Mapa más allá de Brudzew

Queda lejos el frío cerrado. Pero no lo recuerdo como frío. Me quitaba el suéter frente a la mesa camilla con el brasero y mi madre me decía, tienes que comer más, estás muy delgado. Me agobiaba la ropa en la Iglesia, repleta e invadida como un sandwich labrado por una colonia de hormigas. La nochebuena. Mis tíos preguntándome sobre el colegio. Yo quería salir de ahí. Había mapa más allá de Brudzew. Los diecisiete años arrogantes con que me marché me parecen tiernos y me emocionan casi tanto como el sonido al chocar las botellas de vidrio en mi bolsa de plástico.
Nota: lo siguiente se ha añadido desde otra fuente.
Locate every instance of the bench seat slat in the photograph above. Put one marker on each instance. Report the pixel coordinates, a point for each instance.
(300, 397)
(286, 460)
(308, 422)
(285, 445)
Nadie me habló de la moderación. Veía como había que coger todo lo que estaba a tu alcance y gritar si fuera necesario.

Muchas vidas en una, y mis compañeros siempre han sido las primeras luces del alba, los pájaros y esos líquidos presos en las botellas, esperando a ser liberados y besados por mi. Todavía me sorprende cómo puedo plantarme el lunes frente a toda la clase, coquetear con la maestra de historia y sentirme presentable en las cenas de etiqueta de la asociación cultural. Cuando estoy en la calle, con las puntas de los dedos heladas, esas mismas puntas que han osado posarse sobre todo lo sucio y desigual, los pequeños accidentes en la simetría natural, esa es mi salsa. Y después de las noches oscuras esperar el canto de los grajos como suaves trompetas al comienzo del Apocalipsis. Ver a la gente pasar y repasar los encuentros más fascinantes de la semana.